MRC Biostatistics Unit, University of Cambridge, Cambridge, United Kingdom.
Institute of Psychiatry, Psychology & Neuroscience, King's College London, London, United Kingdom.
PLoS One. 2022 Sep 12;17(9):e0274272. doi: 10.1371/journal.pone.0274272. eCollection 2022.
When comparing the performance of multi-armed bandit algorithms, the potential impact of missing data is often overlooked. In practice, it also affects their implementation where the simplest approach to overcome this is to continue to sample according to the original bandit algorithm, ignoring missing outcomes. We investigate the impact on performance of this approach to deal with missing data for several bandit algorithms through an extensive simulation study assuming the rewards are missing at random. We focus on two-armed bandit algorithms with binary outcomes in the context of patient allocation for clinical trials with relatively small sample sizes. However, our results apply to other applications of bandit algorithms where missing data is expected to occur. We assess the resulting operating characteristics, including the expected reward. Different probabilities of missingness in both arms are considered. The key finding of our work is that when using the simplest strategy of ignoring missing data, the impact on the expected performance of multi-armed bandit strategies varies according to the way these strategies balance the exploration-exploitation trade-off. Algorithms that are geared towards exploration continue to assign samples to the arm with more missing responses (which being perceived as the arm with less observed information is deemed more appealing by the algorithm than it would otherwise be). In contrast, algorithms that are geared towards exploitation would rapidly assign a high value to samples from the arms with a current high mean irrespective of the level observations per arm. Furthermore, for algorithms focusing more on exploration, we illustrate that the problem of missing responses can be alleviated using a simple mean imputation approach.

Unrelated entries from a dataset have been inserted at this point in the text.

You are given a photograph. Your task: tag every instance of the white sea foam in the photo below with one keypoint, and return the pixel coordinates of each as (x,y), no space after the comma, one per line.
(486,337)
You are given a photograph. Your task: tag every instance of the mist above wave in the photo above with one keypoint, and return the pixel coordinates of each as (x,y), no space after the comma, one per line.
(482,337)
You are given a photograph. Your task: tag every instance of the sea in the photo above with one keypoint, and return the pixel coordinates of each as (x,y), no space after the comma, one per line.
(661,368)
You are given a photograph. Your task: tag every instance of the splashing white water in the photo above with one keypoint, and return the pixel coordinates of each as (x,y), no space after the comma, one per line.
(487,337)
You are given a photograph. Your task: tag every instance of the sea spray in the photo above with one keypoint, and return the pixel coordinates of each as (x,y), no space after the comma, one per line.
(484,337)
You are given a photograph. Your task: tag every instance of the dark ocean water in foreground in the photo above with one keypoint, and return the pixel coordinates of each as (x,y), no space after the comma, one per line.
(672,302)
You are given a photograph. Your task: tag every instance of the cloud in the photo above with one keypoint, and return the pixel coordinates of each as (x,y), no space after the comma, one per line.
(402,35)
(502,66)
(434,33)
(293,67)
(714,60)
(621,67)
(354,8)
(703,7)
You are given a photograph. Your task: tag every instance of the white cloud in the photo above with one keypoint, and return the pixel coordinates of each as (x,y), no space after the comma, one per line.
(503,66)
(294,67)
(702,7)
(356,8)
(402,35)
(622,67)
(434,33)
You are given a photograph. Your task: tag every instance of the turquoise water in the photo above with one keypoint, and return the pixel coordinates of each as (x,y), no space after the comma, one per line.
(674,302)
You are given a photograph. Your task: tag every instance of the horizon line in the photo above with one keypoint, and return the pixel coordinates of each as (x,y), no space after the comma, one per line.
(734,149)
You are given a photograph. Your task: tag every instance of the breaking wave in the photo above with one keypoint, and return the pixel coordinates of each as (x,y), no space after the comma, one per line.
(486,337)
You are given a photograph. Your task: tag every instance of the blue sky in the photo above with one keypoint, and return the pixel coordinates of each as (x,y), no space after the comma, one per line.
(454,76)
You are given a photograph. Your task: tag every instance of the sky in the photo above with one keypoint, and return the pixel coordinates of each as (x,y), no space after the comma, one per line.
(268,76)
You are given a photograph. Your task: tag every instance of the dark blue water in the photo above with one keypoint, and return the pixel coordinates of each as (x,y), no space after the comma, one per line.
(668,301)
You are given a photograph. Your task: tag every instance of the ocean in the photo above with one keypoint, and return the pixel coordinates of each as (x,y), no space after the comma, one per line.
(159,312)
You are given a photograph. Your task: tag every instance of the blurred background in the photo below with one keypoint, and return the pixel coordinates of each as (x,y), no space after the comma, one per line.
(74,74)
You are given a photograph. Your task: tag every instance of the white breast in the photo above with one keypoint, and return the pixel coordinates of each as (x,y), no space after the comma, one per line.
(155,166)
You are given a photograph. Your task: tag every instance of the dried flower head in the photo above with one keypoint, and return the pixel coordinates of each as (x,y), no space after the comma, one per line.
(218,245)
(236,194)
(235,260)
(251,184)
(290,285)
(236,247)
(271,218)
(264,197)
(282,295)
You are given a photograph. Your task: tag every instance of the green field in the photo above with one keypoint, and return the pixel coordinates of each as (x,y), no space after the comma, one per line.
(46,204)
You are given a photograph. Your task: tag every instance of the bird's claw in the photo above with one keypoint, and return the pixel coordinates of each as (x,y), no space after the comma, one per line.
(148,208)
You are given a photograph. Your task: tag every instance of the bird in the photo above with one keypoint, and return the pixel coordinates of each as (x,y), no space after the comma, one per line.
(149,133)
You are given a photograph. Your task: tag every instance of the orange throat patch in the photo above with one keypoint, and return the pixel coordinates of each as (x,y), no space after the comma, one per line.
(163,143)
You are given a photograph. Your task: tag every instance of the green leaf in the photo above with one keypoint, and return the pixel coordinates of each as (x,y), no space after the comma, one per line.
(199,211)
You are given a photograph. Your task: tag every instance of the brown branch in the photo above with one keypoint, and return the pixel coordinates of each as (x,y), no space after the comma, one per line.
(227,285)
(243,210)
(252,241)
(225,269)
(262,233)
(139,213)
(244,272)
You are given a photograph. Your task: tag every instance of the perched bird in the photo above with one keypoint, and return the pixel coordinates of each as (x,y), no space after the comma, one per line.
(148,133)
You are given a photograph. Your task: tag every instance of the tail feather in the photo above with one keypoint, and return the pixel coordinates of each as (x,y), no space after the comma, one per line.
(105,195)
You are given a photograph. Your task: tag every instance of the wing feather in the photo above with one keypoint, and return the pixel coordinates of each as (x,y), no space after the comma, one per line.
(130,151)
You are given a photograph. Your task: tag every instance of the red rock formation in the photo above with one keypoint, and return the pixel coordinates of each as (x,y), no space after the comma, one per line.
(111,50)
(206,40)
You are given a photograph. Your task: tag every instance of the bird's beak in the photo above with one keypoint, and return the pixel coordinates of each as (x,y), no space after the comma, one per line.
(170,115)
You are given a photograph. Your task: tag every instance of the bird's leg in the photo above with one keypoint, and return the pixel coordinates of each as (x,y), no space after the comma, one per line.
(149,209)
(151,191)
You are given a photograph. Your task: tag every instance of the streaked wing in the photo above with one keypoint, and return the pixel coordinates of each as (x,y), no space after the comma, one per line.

在比较多臂赌博机算法的性能时,通常会忽略缺失数据的潜在影响。在实践中,它也会影响这些算法的实现,其中最简单的方法是继续按照原始的赌博机算法进行采样,忽略缺失的结果。我们通过广泛的模拟研究,调查了这种方法对处理缺失数据的影响,这些研究假设奖励是随机缺失的。我们关注的是在临床试验中具有二进制结果的两种臂赌博机算法,这些临床试验的样本量相对较小。然而,我们的结果适用于其他应用中预期会出现缺失数据的赌博机算法。我们评估了由此产生的操作特征,包括预期奖励。考虑了两种臂中不同的缺失概率。我们工作的关键发现是,当使用最简单的忽略缺失数据的策略时,缺失数据对多臂赌博机策略的预期性能的影响取决于这些策略平衡探索-利用权衡的方式。倾向于探索的算法继续将样本分配给缺失响应较多的臂(由于被认为是具有较少观察信息的臂,因此比其他情况下更受算法欢迎)。相比之下,倾向于利用的算法会根据当前均值较高的臂中的样本快速分配高值,而不考虑每个臂的观察水平。此外,对于更侧重于探索的算法,我们说明可以使用简单的均值插补方法来缓解缺失响应的问题。